Jéssica Coelho

Posted on Nov 25

🇺🇸 PostgreSQL Partitioning Strategies for Massive Databases — Part 1

#postgressql #partitioning #performance #database

Every year, companies face an exponential increase in data volume. Solutions that work perfectly for smaller tables often start to fail when the dataset reaches massive scales. That’s why we say:
“What works for 10 million rows does not necessarily scale well for 10 billion.”

When tables reach this level, database administrators must completely rethink their storage and indexing strategies.

And that’s where partitioning becomes a powerful and essential technique.

Before diving into technical details, let’s go through a bit of history.

Before PostgreSQL 10 — Inherited Tables

Partitioning was implemented using table inheritance (INHERITS):
A physical parent table was created.
Multiple child tables represented each partition.
Inserts were routed using triggers or rules, which redirected rows to the correct partition.

Disadvantages:
There was no automatic exclusion of partitions from the execution plan (partition pruning).
The optimizer had to scan all partitions, even those that were not relevant.
Operations like UPDATE and DELETE were costly and impractical.
Managing partitions (creating, dropping, and maintaining them) was labor-intensive.

The Arrival of Declarative Partitioning (PostgreSQL 10, 2017)

PostgreSQL introduced native declarative partitioning, allowing developers to declare partition structures without triggers or manual logic.

CREATE TABLE sales ( id serial, sale_date date, amount numeric ) PARTITION BY RANGE (sale_date);

Partitions are created using CREATE TABLE ... PARTITION OF.
Initially supported RANGE and LIST partitioning.
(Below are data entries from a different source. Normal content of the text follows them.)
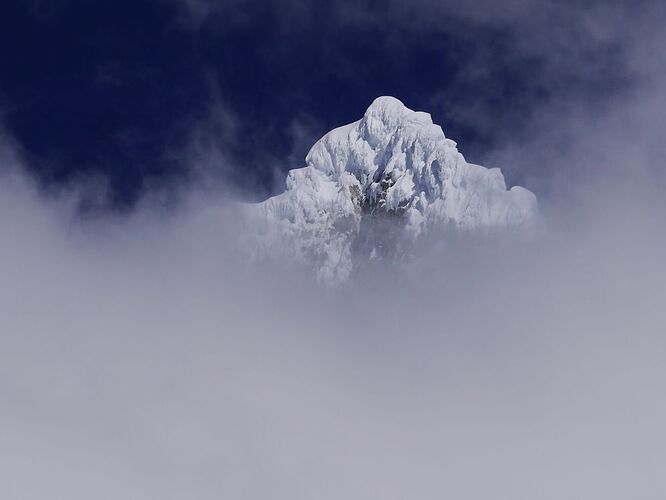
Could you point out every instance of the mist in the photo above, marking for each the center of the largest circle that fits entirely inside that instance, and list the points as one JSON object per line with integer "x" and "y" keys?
{"x": 142, "y": 357}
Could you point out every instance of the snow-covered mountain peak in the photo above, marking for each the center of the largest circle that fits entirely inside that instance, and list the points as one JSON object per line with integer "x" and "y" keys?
{"x": 372, "y": 188}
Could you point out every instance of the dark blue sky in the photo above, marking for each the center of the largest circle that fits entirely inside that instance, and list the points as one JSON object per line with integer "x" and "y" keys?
{"x": 132, "y": 91}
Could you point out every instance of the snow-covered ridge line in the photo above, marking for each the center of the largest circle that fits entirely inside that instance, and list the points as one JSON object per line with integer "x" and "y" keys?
{"x": 393, "y": 164}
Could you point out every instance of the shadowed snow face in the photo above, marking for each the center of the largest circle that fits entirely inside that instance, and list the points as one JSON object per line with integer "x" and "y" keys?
{"x": 374, "y": 188}
{"x": 141, "y": 359}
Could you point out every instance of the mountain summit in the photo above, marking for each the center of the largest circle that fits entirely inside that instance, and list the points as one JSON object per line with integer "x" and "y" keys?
{"x": 372, "y": 188}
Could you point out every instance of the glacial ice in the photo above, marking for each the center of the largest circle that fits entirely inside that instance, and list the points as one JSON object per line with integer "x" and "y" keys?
{"x": 394, "y": 164}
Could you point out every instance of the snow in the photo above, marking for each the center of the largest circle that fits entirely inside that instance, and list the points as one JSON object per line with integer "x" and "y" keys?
{"x": 392, "y": 162}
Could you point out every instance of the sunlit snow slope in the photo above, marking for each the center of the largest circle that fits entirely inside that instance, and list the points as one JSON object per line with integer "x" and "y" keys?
{"x": 370, "y": 186}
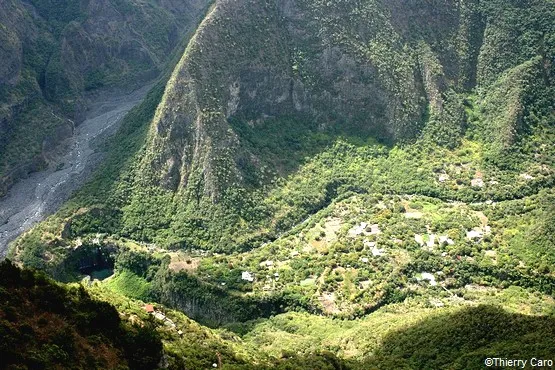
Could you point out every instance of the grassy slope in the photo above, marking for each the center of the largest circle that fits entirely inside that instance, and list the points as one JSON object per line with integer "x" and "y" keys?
{"x": 357, "y": 181}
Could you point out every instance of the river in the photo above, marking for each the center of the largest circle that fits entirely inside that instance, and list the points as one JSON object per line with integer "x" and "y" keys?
{"x": 41, "y": 194}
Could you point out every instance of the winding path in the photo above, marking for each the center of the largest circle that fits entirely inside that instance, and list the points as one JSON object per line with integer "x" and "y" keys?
{"x": 34, "y": 198}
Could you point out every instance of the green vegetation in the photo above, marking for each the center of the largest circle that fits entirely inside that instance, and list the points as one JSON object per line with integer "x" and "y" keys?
{"x": 62, "y": 60}
{"x": 407, "y": 224}
{"x": 47, "y": 325}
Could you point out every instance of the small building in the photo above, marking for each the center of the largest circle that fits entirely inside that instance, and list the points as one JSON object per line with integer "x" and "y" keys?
{"x": 247, "y": 276}
{"x": 149, "y": 308}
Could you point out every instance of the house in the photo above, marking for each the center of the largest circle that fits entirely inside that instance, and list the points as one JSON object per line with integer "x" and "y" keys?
{"x": 247, "y": 276}
{"x": 149, "y": 308}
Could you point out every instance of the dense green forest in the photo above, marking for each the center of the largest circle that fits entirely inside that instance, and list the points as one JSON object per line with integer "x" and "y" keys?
{"x": 344, "y": 185}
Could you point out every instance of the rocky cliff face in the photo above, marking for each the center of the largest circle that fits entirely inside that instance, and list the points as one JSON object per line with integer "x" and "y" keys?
{"x": 396, "y": 71}
{"x": 372, "y": 66}
{"x": 55, "y": 51}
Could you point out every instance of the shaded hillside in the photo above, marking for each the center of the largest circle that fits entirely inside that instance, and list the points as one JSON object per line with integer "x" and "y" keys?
{"x": 49, "y": 326}
{"x": 263, "y": 86}
{"x": 58, "y": 52}
{"x": 464, "y": 339}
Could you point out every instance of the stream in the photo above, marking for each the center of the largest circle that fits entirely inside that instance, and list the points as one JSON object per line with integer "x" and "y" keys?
{"x": 41, "y": 194}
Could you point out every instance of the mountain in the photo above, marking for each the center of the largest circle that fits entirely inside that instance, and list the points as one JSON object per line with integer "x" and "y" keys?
{"x": 352, "y": 184}
{"x": 58, "y": 53}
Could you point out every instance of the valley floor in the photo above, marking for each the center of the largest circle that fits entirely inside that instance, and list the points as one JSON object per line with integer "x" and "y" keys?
{"x": 41, "y": 194}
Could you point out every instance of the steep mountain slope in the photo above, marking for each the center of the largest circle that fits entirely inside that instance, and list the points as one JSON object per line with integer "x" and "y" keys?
{"x": 365, "y": 161}
{"x": 69, "y": 326}
{"x": 285, "y": 80}
{"x": 49, "y": 326}
{"x": 55, "y": 51}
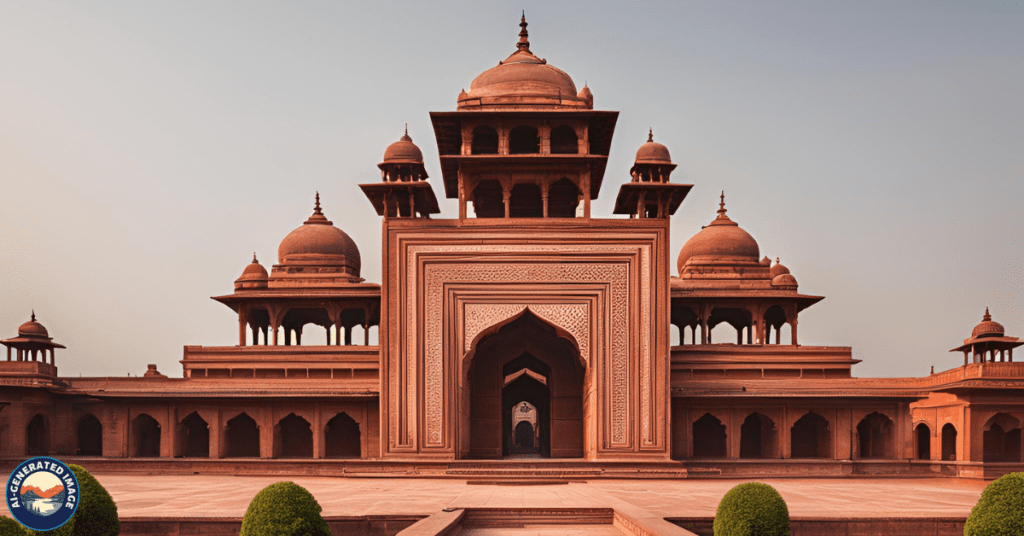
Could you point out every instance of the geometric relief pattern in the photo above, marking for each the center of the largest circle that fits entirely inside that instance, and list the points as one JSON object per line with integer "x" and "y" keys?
{"x": 615, "y": 275}
{"x": 573, "y": 318}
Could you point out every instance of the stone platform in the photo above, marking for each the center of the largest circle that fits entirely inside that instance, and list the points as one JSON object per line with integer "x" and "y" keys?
{"x": 388, "y": 505}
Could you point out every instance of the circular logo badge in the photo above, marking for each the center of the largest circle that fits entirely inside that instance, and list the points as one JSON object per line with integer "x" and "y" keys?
{"x": 42, "y": 493}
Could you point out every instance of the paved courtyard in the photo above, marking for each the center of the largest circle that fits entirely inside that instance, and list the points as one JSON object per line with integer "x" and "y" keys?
{"x": 222, "y": 496}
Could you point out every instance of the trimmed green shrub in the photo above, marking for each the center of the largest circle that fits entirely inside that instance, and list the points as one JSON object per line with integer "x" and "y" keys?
{"x": 284, "y": 509}
{"x": 9, "y": 527}
{"x": 96, "y": 513}
{"x": 752, "y": 509}
{"x": 999, "y": 509}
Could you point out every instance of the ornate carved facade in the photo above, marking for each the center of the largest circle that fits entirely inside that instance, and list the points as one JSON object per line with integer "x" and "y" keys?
{"x": 523, "y": 328}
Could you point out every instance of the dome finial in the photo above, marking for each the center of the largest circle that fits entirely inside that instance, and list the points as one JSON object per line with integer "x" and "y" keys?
{"x": 523, "y": 43}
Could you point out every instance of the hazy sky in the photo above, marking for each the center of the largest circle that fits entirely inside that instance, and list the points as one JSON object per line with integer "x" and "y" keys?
{"x": 147, "y": 149}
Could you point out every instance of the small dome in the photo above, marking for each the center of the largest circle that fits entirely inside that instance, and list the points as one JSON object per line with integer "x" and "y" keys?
{"x": 402, "y": 152}
{"x": 721, "y": 238}
{"x": 33, "y": 329}
{"x": 524, "y": 79}
{"x": 987, "y": 327}
{"x": 254, "y": 276}
{"x": 783, "y": 280}
{"x": 317, "y": 239}
{"x": 778, "y": 270}
{"x": 652, "y": 152}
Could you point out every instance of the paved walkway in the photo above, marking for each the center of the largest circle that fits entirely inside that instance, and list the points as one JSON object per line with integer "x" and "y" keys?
{"x": 222, "y": 496}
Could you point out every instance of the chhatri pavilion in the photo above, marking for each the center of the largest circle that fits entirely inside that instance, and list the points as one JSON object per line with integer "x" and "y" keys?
{"x": 523, "y": 334}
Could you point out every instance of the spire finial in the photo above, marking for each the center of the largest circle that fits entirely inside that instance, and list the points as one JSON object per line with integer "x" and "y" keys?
{"x": 523, "y": 43}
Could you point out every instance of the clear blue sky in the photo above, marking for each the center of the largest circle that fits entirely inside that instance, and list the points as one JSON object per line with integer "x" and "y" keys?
{"x": 147, "y": 149}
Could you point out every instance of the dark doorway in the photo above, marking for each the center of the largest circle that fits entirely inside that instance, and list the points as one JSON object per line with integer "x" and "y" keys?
{"x": 709, "y": 438}
{"x": 242, "y": 438}
{"x": 342, "y": 438}
{"x": 758, "y": 438}
{"x": 924, "y": 436}
{"x": 195, "y": 437}
{"x": 810, "y": 438}
{"x": 90, "y": 437}
{"x": 293, "y": 438}
{"x": 949, "y": 442}
{"x": 523, "y": 140}
{"x": 145, "y": 437}
{"x": 1001, "y": 439}
{"x": 37, "y": 437}
{"x": 524, "y": 361}
{"x": 876, "y": 435}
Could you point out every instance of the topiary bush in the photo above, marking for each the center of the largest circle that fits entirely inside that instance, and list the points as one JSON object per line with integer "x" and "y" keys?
{"x": 96, "y": 513}
{"x": 752, "y": 509}
{"x": 999, "y": 509}
{"x": 284, "y": 509}
{"x": 9, "y": 527}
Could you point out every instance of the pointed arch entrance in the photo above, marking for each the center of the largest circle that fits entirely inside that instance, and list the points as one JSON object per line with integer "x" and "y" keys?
{"x": 522, "y": 396}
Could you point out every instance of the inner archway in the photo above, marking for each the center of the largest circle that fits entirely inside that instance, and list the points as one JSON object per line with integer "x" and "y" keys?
{"x": 525, "y": 360}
Syntax defines the method, keys, and value boundaries.

📈 Partitioning Evolution Since PostgreSQL 10

🧩 What Is Partitioning?

Partitioning is the technique of splitting a large table into smaller pieces called partitions.

For the application, it still behaves like one logical table, but internally PostgreSQL distributes the data across multiple physical tables.

Key concepts:

The parent table is logical and stores only metadata.
Child tables are real PostgreSQL tables with schemas and tablespaces.
Child tables inherit from the parent table using declarative partitioning.
Child tables can have their own indexes.
Child tables can be sub-partitioned with different keys. -PostgreSQL automatically routes INSERT/SELECT/UPDATE/DELETE to the correct partition. -You cannot add partitioning to an existing non-partitioned table. -Partitioning is beneficial mainly for huge tables (typically larger than RAM). -PK/UNIQUE constraints must include the partition key. -Indexes are local to each partition. -FKs had limitations before PostgreSQL 15. -Partition boundaries must not overlap. -There is a DEFAULT partition. If you don’t create one, when you try to insert data outside the partition ranges, you will get an error like this:

ERROR: no partition of relation “mother_table” found for row
DETAIL: Failing row contains (coluna_particao = X, …).

-Partition keys cannot be NULL.
-VACUUM/ANALYZE operate on each partition.
-Partitions can be ATTACHED or DETACHED without losing data.
-Partition sizes do not need to be identical.

Partitioning Syntax Example

Base table:

CREATE TABLE payment (
payment_id serial,
payment_date date NOT NULL,
amount numeric(10,2) NOT NULL
);

Partitioned version:

CREATE TABLE payment (
payment_id serial PRIMARY KEY,
payment_date date NOT NULL,
amount numeric(10,2) NOT NULL
) PARTITION BY RANGE (payment_date);

Creating monthly partitions:
CREATE TABLE payment_2024_01
PARTITION OF payment
FOR VALUES FROM ('2024-01-01') TO ('2024-02-01');

CREATE TABLE payment_2024_02
PARTITION OF payment
FOR VALUES FROM ('2024-02-01') TO ('2024-03-01');

CREATE TABLE payment_2024_03
PARTITION OF payment
FOR VALUES FROM ('2024-03-01') TO ('2024-04-01');

CREATE TABLE payment_2024_04
PARTITION OF payment
FOR VALUES FROM ('2024-04-01') TO ('2024-05-01');

Inserts remain unchanged
INSERT INTO payment (payment_date, amount)
VALUES ('2024-04-20', 120.00);

PostgreSQL automatically routes the data to the correct partition.

⚡ Partition Pruning

Partition pruning is the PostgreSQL technique that skips irrelevant partitions during query execution.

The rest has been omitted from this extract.